When receiving the flu shot it can take up to about two weeks to be in full affect. Dorgan stresses that it is not too late for any student or staff to receive a flu shot and they are available in the Health Services Building, next to Pine Dale. All you have to do is call a head and book an appointment.
If unable to make it to Health Services, Walgreens has a flu clinic. Also, Target is giving a gift card to all that receive a flu shot from their clinic.
Not only does the flu shot protect you but the people around you; those who suffer from rare and chronic illnesses, especially have an easier chance of getting a stronger hit. It is encouraged that those who have a loved one with an illness, receive the shot to protect both parties.
Some tips for staying healthy on campus:
Wash your hands frequently
Use a tissue when you sneeze and make sure you throw it away.
Cover your mouth when you cough.
Carry around hand sanitizer to use before eating.
Refrain from touching your eyes and mouth.

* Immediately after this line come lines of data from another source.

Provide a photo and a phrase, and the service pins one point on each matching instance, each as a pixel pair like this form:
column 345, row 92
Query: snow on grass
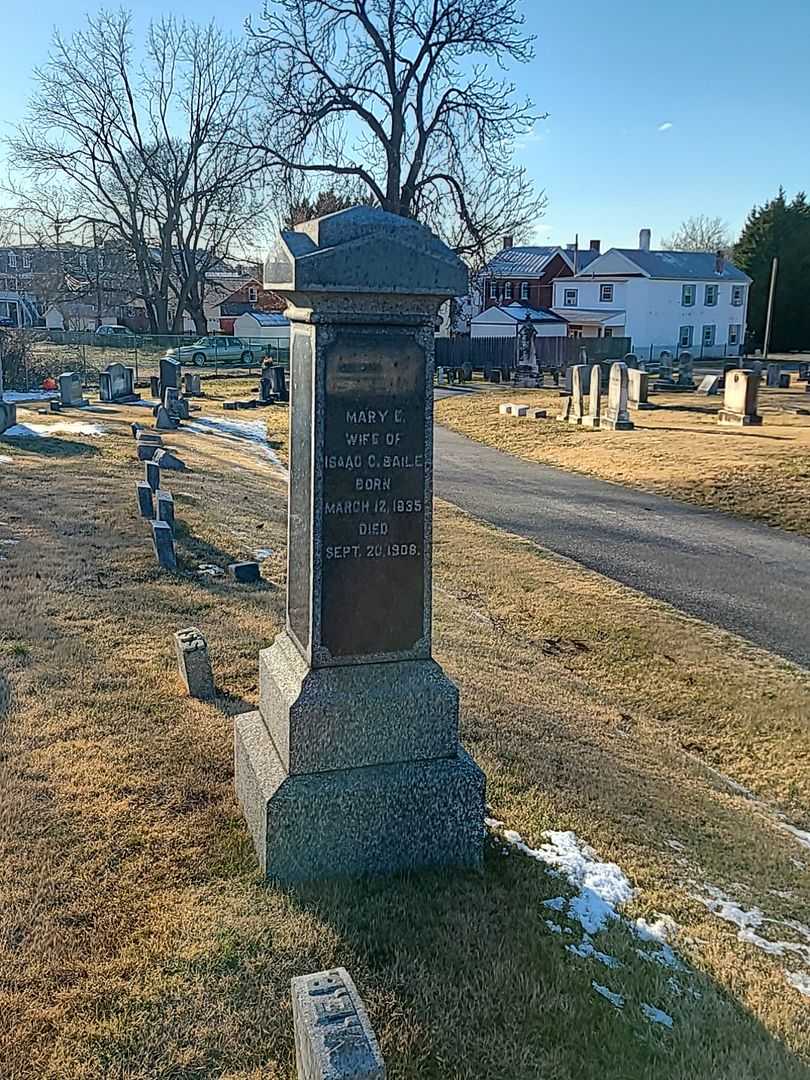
column 603, row 887
column 656, row 1015
column 615, row 999
column 61, row 428
column 253, row 432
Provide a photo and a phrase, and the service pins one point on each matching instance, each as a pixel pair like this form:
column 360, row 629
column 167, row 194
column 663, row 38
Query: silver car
column 213, row 350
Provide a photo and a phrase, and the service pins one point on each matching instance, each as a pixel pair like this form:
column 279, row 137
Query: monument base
column 375, row 820
column 738, row 419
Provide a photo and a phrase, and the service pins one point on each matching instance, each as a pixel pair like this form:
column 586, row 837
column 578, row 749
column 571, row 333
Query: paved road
column 746, row 578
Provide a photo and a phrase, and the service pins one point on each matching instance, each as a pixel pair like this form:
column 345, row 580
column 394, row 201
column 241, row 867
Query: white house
column 507, row 321
column 674, row 300
column 261, row 324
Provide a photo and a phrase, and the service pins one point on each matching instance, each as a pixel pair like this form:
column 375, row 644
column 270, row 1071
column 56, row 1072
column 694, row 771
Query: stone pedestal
column 352, row 764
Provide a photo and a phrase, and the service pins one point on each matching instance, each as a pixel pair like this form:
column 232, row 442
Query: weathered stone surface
column 245, row 572
column 353, row 822
column 334, row 1039
column 164, row 508
column 740, row 400
column 8, row 416
column 194, row 663
column 617, row 417
column 164, row 545
column 146, row 496
column 338, row 717
column 151, row 474
column 594, row 399
column 165, row 459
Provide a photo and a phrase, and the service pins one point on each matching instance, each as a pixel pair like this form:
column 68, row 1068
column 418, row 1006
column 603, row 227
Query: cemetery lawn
column 136, row 939
column 677, row 449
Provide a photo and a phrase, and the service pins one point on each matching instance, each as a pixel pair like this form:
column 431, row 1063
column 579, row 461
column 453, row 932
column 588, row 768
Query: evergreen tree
column 779, row 228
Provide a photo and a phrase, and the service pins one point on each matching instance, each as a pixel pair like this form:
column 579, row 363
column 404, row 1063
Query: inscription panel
column 373, row 509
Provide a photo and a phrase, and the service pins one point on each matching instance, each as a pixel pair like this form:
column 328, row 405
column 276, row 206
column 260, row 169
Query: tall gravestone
column 352, row 764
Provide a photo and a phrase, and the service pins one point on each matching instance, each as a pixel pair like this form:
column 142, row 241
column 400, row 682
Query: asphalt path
column 750, row 579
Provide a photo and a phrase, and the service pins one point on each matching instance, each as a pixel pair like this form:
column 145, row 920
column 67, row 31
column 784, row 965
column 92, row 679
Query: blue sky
column 656, row 110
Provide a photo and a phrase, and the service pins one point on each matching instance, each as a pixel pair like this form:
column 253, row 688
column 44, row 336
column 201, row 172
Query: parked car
column 213, row 350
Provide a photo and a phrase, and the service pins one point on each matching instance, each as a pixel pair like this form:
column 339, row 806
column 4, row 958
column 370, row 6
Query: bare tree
column 150, row 151
column 700, row 233
column 396, row 95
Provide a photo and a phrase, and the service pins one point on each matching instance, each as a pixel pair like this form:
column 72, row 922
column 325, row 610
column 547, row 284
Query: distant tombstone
column 617, row 417
column 579, row 374
column 193, row 663
column 594, row 399
column 70, row 389
column 686, row 370
column 117, row 385
column 740, row 400
column 638, row 385
column 334, row 1039
column 710, row 385
column 170, row 374
column 8, row 416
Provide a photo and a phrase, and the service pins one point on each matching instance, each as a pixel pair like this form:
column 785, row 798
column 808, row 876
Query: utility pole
column 769, row 318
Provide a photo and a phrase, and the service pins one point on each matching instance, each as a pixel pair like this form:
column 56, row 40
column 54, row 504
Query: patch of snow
column 585, row 950
column 253, row 432
column 615, row 999
column 656, row 1015
column 61, row 428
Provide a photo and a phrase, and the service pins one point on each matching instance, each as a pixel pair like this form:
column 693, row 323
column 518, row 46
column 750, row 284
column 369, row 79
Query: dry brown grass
column 135, row 937
column 677, row 449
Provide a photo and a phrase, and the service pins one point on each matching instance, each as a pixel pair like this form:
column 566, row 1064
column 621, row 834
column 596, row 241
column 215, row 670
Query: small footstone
column 164, row 507
column 194, row 663
column 245, row 572
column 146, row 507
column 164, row 545
column 334, row 1039
column 167, row 460
column 152, row 474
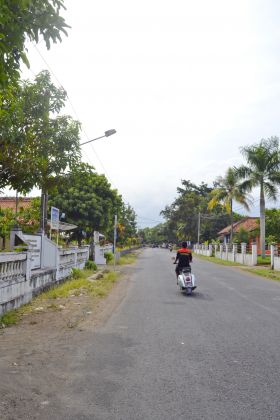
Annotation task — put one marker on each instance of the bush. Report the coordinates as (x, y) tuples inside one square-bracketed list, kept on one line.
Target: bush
[(109, 257), (90, 265), (76, 273)]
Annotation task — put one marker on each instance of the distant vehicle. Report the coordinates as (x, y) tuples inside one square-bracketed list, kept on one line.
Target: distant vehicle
[(186, 281)]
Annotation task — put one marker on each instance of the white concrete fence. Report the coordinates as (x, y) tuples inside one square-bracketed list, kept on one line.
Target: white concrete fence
[(19, 282), (230, 253)]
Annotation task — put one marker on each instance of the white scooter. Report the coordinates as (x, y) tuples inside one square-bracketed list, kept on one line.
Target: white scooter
[(186, 281)]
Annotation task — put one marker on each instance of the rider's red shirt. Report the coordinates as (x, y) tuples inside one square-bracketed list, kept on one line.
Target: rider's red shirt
[(184, 257)]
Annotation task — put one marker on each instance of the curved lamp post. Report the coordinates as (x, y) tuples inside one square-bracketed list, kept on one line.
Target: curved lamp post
[(44, 198), (106, 134)]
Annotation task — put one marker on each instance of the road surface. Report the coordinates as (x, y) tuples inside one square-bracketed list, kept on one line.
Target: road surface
[(163, 355)]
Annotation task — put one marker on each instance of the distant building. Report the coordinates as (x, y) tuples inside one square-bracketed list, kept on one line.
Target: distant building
[(248, 224), (10, 203)]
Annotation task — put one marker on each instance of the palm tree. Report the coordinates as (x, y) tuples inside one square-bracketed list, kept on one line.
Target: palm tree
[(263, 171), (226, 191)]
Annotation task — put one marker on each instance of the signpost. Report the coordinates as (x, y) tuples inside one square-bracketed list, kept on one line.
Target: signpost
[(54, 221)]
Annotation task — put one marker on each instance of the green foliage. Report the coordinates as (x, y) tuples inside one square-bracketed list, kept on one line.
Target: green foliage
[(182, 215), (90, 265), (272, 221), (36, 146), (24, 20), (241, 236), (127, 226), (76, 273), (227, 189), (8, 319), (263, 171), (29, 218), (88, 201)]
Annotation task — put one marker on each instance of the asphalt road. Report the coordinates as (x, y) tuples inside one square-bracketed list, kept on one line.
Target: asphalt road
[(164, 355)]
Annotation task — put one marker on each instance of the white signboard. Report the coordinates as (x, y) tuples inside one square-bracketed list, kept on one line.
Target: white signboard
[(54, 218), (34, 245)]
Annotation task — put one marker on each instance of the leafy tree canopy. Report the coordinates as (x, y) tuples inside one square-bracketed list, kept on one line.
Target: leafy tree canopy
[(88, 201), (182, 215), (36, 146), (24, 20)]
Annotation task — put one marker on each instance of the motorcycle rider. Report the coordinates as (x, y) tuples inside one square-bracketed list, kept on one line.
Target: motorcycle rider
[(183, 258)]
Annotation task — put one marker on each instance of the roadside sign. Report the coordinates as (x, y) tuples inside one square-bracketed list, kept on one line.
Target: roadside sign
[(54, 218)]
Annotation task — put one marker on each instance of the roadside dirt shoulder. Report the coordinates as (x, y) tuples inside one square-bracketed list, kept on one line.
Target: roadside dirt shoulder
[(35, 354)]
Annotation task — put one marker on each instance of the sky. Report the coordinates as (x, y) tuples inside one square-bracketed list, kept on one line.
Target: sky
[(185, 84)]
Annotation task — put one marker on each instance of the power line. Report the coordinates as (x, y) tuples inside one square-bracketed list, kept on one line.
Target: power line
[(76, 114)]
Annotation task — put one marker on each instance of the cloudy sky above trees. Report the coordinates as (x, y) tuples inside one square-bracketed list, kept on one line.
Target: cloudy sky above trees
[(185, 84)]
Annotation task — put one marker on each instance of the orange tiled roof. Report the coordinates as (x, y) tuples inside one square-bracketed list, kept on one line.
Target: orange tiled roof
[(249, 224)]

Keep a well sustained workout and eating routine.
Don’t stay up too late, make sure you are keeping your immune system up and getting enough rest in between.
Stay home if you are sick.
Tips for dorm students:
Disinfect all surfaces within your dorm.
Spray down sheets with Lysol spray and bathrooms.
Wipe down cell phones, TV remotes and computer keys with disinfectant wipes.
Keep a wide distance as often as possible if your roommates are sick (6ft. distance).
One fact: * “Flu germs can last on surfaces for forty-eight or more hours,” according to Dorgan.
No over the counter medication will cure the flu said Dorgan while discussing a treatment plan.
“To keep your immune function up get enough rest, sleep deprivation in college does not help students stay healthy, maintain a healthy diet packed with nutrients and minerals and keep up a good exercise routine,” said Dorgan.
Students and faculty who have the flu are encouraged to stay home, seeing that they are contagious even prior to the onset. “You are contagious one day before the symptoms and five to seven days after” according to Dorgan.